Il Murale dedicato a Ciro Principessa a Certosa (Foto di Nicola Pino)

In Largo dei Savorgnan è presente un altro murale, meno raffinato ma altrettanto evocativo, dedicato a Ciro Principessa, un ragazzo che viveva proprio a Certosa, impegnato negli anni ’70 nella lotta politica con i giovani del PCI. Si occupava della Biblioteca Popolare della sezione del Partito Comunista “Nino Franchellucchi”, che aveva sede sulla Casilina. Questa attività costituiva per lui, emigrato dal sud e di estrazione proletaria, un forte motivo di riscatto sociale. Gestiva con passione la biblioteca insieme ai compagni, consapevole che l’emancipazione degli abitanti di un quartiere popolare passa attraverso la cultura.

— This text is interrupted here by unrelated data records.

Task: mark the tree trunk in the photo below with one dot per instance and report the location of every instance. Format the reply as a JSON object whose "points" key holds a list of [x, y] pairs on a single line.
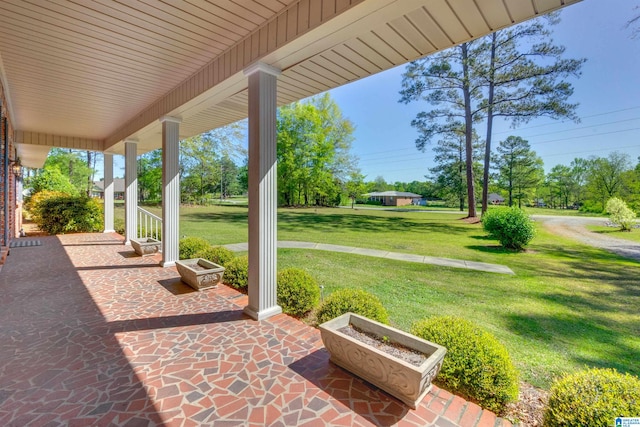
{"points": [[468, 133], [487, 149]]}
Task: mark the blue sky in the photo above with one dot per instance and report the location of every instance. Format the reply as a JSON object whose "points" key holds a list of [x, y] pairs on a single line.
{"points": [[608, 93]]}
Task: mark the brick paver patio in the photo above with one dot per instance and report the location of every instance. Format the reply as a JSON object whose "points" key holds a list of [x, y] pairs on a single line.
{"points": [[92, 335]]}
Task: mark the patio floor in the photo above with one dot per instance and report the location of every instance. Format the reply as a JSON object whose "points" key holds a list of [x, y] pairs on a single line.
{"points": [[93, 335]]}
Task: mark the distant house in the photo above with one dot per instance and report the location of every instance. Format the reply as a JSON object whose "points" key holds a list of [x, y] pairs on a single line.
{"points": [[495, 199], [118, 189], [395, 198]]}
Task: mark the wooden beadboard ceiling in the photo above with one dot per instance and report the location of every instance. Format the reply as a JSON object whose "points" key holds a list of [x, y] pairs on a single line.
{"points": [[85, 68]]}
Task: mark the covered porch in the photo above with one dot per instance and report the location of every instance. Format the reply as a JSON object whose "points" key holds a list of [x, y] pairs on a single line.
{"points": [[94, 335], [124, 78]]}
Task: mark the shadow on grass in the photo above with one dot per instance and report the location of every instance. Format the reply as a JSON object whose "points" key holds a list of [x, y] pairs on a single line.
{"points": [[298, 221], [493, 249], [352, 392], [590, 344]]}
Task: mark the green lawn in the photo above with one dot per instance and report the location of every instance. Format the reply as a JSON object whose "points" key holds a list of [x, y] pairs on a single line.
{"points": [[568, 306], [633, 235], [559, 212]]}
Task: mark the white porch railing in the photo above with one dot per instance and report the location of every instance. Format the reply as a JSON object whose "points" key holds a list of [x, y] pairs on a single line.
{"points": [[149, 225]]}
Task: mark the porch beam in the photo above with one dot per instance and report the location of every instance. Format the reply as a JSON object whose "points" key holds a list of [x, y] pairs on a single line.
{"points": [[108, 192], [131, 190], [262, 192], [170, 189]]}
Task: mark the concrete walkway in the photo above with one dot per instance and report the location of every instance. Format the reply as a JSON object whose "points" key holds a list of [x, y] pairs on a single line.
{"points": [[445, 262], [94, 335]]}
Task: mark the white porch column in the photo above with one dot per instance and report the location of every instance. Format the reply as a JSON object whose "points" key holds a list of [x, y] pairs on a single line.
{"points": [[170, 190], [108, 192], [262, 192], [130, 190]]}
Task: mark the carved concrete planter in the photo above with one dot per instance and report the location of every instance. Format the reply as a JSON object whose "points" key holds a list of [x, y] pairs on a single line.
{"points": [[200, 273], [407, 382], [146, 246]]}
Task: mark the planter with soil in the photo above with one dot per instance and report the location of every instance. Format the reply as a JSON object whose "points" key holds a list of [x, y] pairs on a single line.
{"points": [[200, 273], [146, 246], [399, 363]]}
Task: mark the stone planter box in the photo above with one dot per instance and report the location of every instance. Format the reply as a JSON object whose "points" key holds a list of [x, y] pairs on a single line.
{"points": [[407, 382], [200, 273], [146, 246]]}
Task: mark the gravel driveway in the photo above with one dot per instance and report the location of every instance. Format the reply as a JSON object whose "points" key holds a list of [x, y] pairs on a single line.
{"points": [[574, 227]]}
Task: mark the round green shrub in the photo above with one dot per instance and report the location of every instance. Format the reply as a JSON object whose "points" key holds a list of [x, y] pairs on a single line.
{"points": [[355, 301], [189, 246], [593, 397], [298, 291], [476, 366], [236, 273], [59, 214], [510, 226], [217, 254]]}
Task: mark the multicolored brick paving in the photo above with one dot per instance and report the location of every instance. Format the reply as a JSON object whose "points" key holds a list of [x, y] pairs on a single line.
{"points": [[92, 335]]}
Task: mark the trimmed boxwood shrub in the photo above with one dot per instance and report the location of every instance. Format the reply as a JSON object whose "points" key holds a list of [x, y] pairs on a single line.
{"points": [[298, 291], [352, 300], [594, 397], [217, 254], [189, 246], [510, 226], [57, 213], [236, 273], [476, 366]]}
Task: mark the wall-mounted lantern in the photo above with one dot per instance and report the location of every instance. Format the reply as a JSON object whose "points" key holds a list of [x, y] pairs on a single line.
{"points": [[16, 167]]}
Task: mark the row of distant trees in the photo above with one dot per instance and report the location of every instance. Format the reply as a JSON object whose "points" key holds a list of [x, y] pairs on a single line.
{"points": [[516, 73], [518, 174]]}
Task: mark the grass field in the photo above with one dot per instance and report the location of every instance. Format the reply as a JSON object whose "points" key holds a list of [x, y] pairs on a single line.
{"points": [[567, 307], [633, 235]]}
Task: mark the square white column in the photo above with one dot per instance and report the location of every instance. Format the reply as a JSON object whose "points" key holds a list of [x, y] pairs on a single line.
{"points": [[131, 190], [262, 192], [108, 192], [170, 190]]}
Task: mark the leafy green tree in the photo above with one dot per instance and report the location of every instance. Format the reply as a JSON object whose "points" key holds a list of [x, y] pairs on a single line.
{"points": [[52, 179], [579, 173], [631, 187], [201, 157], [426, 189], [519, 168], [72, 164], [620, 213], [355, 187], [379, 184], [150, 175], [243, 177], [228, 177], [562, 183], [450, 170], [525, 78], [606, 176]]}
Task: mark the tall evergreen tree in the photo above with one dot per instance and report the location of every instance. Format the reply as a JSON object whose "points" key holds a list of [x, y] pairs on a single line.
{"points": [[516, 73], [519, 168], [525, 74], [450, 170]]}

Ma la sua vita fu stroncata a soli 23 anni per mano di un neofascista proveniente dalla sede dell’MSI di Acca Larentia. L’assassino, Claudio Minetti (figlio della compagna dell’estremista di destra Stefano delle Chiaie) il 19 aprile 1979 entrò nella biblioteca, prese un libro rifiutandosi di esibire un documento d’identità, e si allontanò. Ciro Principessa lo seguì in strada per chiedergli spiegazioni e per recuperare il libro, ma raggiunto il giovane neofascista fu da lui accoltellato e il giorno dopo morì a seguito delle ferite. L’assassino, arrestato subito dopo l’accoltellamento e processato per direttissima, fu condannato a dieci anni di manicomio criminale in quanto ritenuto dai periti di allora mentalmente instabile, pena successivamente ridotta, scandalosamente, a quattro anni. Sebbene sia stato dimenticato dalla maggior parte di noi, come del resto lo sono state molte delle vittime degli anni di piombo, a seguito di quasi venti anni di revisionismo storico di destra e di rottamatori senza scrupoli, la memoria di questo ragazzo che si batteva per una società migliore, è stata mantenuta viva dagli abitanti di Certosa. Altro murale degno di menzione si trova all’angolo tra via Alessi e via dei Savorgnan ma di questo so dirvi solo: guardatelo.

Altri scorci suggestivi di Certosa a Roma

Altri scorci suggestivi di Certosa a Roma (Foto di Nicola Pino)

COME ARRIVARE A CERTOSA A ROMA

Il borghetto di Certosa (V Municipio) è delimitato a nord da Via Alessi, ad est da Via Filarete, ad ovest dalla ferrovia Roma-Napoli e a sud da via degli Angeli. Il consiglio è di recarsi sul posto con il pittoresco trenino bianco e giallo che percorre la Casilina dalla Stazione Termini a Giardinetti, scendendo alla fermata Alessi. Il viaggio su questo treno cittadino servirà da introduzione alla passeggiata. Percorsa Via Alessi, procedete e imboccate via B. Centogatti (sulla destra) e proseguite fino a via dei Savorgnan, dove si trova la parte più caratteristica del borgo. Il percorso più breve tra via Casilina fino al termine di via dei Savorgnan è di circa 1.5 km, per lo più in piano. In alcuni tratti non è presente marciapiede, il che potrà creare un po’ di disagio.

[1] Da gentrification, termine coniato dalla sociologa inglese Ruth Glass nel 1964 per indicare i cambiamenti sociali ed urbanistici dovuti all’acquisto di immobili di quartieri popolari da parte della classe benestante con relativa ascesa dei prezzi delle unità immobiliari ed allontanamento del ceto popolare.